Yes, your ideda is right. For example $n$-qubit GHZ state, i.e. $\frac{1}{\sqrt{2}}(|0 \dots 0\rangle + |1 \dots 1\rangle)$ is maximally entangled since knowing (measuring) state of only one qubit determines state of others.

On the other hand, so-called W-states (e.g. 3-qubit version $\frac{1}{\sqrt{3}}(|100\rangle+|010\rangle+|001\rangle)$) are also entangled but not maximally. If you measure one qubit and get $|1\rangle$, you know that others are in state $|0\rangle$. However, if the measurement returns $|0\rangle$, you have to measure other qubits until you get $|1\rangle$. Only then you can say that others are in state $|0\rangle$.

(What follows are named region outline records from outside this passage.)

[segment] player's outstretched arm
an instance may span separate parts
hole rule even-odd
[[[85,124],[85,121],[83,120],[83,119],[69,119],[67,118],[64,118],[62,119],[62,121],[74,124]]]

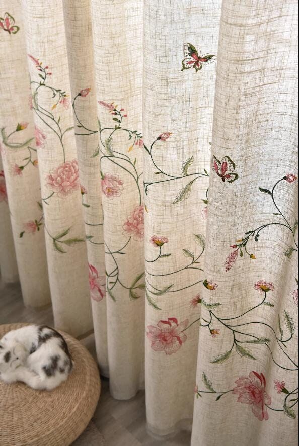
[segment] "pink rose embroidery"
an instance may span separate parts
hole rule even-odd
[[[141,241],[144,238],[144,207],[136,206],[123,226],[125,235],[130,235],[134,240]]]
[[[274,287],[271,282],[265,282],[264,280],[260,280],[255,285],[255,290],[257,290],[260,293],[268,293],[270,290],[274,291]]]
[[[163,246],[164,243],[168,243],[168,239],[167,237],[158,237],[157,235],[153,235],[151,237],[151,243],[156,248]]]
[[[65,162],[54,169],[47,176],[48,189],[56,192],[58,197],[64,198],[79,189],[79,169],[77,159]]]
[[[2,201],[7,203],[7,192],[3,170],[0,171],[0,203]]]
[[[34,126],[34,136],[35,136],[35,144],[37,147],[44,147],[44,140],[47,137],[37,126]]]
[[[117,175],[105,173],[101,184],[102,190],[108,198],[119,197],[123,191],[123,181]]]
[[[267,406],[272,402],[266,392],[266,379],[262,373],[251,372],[249,378],[242,377],[236,381],[237,387],[233,390],[234,395],[238,395],[238,402],[252,406],[252,412],[260,421],[268,420],[269,415]]]
[[[91,298],[100,302],[106,295],[106,278],[99,276],[98,270],[92,265],[88,264],[88,279]]]
[[[232,252],[231,252],[230,254],[229,254],[225,263],[226,271],[230,271],[238,258],[238,249],[236,249],[236,251],[233,251]]]
[[[179,324],[175,317],[170,317],[167,321],[159,321],[157,327],[148,325],[150,331],[146,335],[152,348],[155,351],[164,351],[166,354],[176,353],[187,340],[182,332],[187,328],[188,322],[186,319]]]
[[[293,183],[297,180],[297,177],[293,173],[288,173],[287,175],[285,175],[284,179],[288,183]]]
[[[293,293],[293,297],[294,298],[294,302],[297,306],[298,306],[298,289],[295,290]]]

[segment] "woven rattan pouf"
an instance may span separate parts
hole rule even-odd
[[[0,338],[24,325],[0,325]],[[98,368],[79,341],[62,334],[74,368],[61,386],[52,392],[40,391],[22,383],[0,381],[1,446],[67,446],[90,421],[100,396]]]

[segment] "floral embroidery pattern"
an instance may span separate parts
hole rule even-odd
[[[197,73],[203,67],[203,66],[214,62],[216,56],[214,54],[203,54],[201,55],[200,51],[199,54],[197,50],[191,43],[184,44],[184,59],[182,61],[182,68],[181,71],[194,68]]]
[[[164,351],[170,355],[180,349],[187,336],[183,332],[188,325],[188,319],[179,323],[175,317],[167,321],[161,320],[157,326],[148,325],[146,335],[151,341],[151,347],[155,351]]]
[[[15,23],[15,19],[9,13],[5,13],[4,17],[0,17],[0,29],[6,31],[9,34],[15,34],[20,29]]]

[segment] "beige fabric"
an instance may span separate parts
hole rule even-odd
[[[5,6],[1,127],[7,146],[29,123],[8,142],[35,134],[39,170],[6,146],[24,301],[47,267],[56,325],[93,326],[113,396],[145,386],[155,435],[194,414],[192,446],[296,439],[295,5]]]

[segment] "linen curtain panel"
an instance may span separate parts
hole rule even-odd
[[[296,444],[296,6],[1,2],[3,278],[192,446]]]

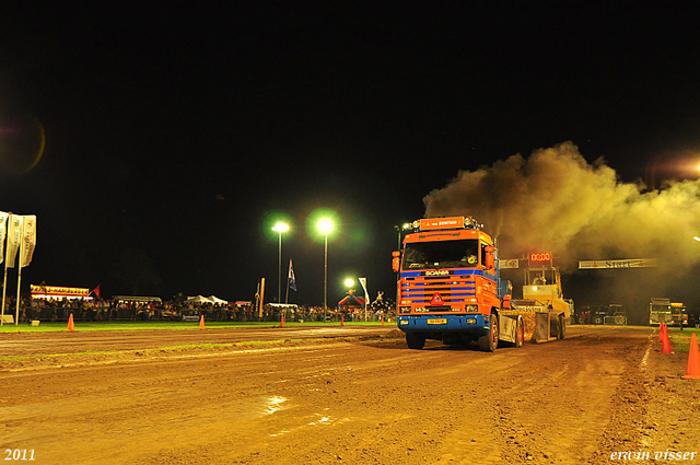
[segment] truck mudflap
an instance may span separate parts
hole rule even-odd
[[[563,339],[565,335],[563,313],[537,312],[535,314],[535,333],[533,340],[537,344]]]
[[[537,344],[549,342],[550,340],[563,339],[565,336],[565,318],[558,312],[538,312],[523,310],[501,310],[503,316],[521,316],[524,329],[524,339]],[[501,325],[503,326],[503,324]],[[501,329],[503,332],[503,329]],[[505,339],[504,339],[505,340]]]
[[[396,323],[405,333],[483,332],[490,327],[490,317],[482,314],[399,315]]]
[[[521,315],[513,314],[499,314],[499,322],[501,323],[499,339],[521,347],[525,341],[523,317]]]

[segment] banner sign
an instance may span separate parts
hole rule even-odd
[[[649,268],[658,266],[658,258],[633,258],[627,260],[582,260],[579,269],[612,269],[612,268]]]
[[[18,255],[20,243],[22,242],[22,224],[24,217],[10,214],[10,225],[8,228],[8,256],[4,263],[5,268],[14,268],[14,257]]]
[[[503,268],[520,268],[521,267],[521,260],[518,260],[517,258],[512,258],[512,259],[508,259],[508,260],[499,260],[499,268],[503,269]]]
[[[8,235],[8,217],[10,213],[0,211],[0,264],[4,260],[4,239]]]
[[[464,217],[429,218],[420,220],[421,231],[464,228]]]
[[[36,246],[36,217],[28,214],[24,217],[24,228],[22,229],[22,244],[20,247],[20,268],[32,263],[34,247]]]
[[[32,294],[42,294],[48,297],[77,297],[88,298],[90,297],[89,288],[62,288],[58,286],[38,286],[30,284]]]

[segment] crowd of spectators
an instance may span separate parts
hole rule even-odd
[[[5,298],[5,314],[15,314],[16,300]],[[327,321],[380,321],[395,315],[388,306],[368,306],[363,309],[328,309],[323,306],[271,305],[259,307],[252,303],[199,303],[187,301],[139,302],[118,299],[22,299],[20,322],[38,319],[42,322],[65,322],[70,315],[74,321],[206,321],[215,322],[279,322],[284,321],[323,322]]]

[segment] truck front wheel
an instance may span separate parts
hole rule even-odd
[[[499,345],[499,316],[491,314],[491,328],[489,334],[479,338],[479,349],[485,352],[493,352]]]
[[[406,333],[406,344],[409,349],[420,350],[425,345],[425,337],[415,333]]]

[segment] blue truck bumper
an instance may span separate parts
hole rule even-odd
[[[482,314],[399,315],[396,322],[405,333],[488,333],[491,317]]]

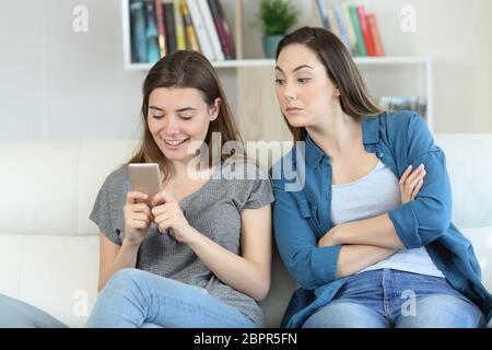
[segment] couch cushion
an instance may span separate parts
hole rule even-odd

In other words, in maximally entangled state, information is saved with maximal possible redundancy. Decreasing amount of entanglement increases entropy. Once there is no entanglement you cannot infer with certainity states of other qubits by measuring just a few ones. An extreme case is uniformly distributed state $\frac{1}{\sqrt{n}}\sum_{i=0}^{2^n-1}|i\rangle$. In this case, all $2^n$ results are possible with same probability (like fair dice). This is a state generating maximally entropic distribution.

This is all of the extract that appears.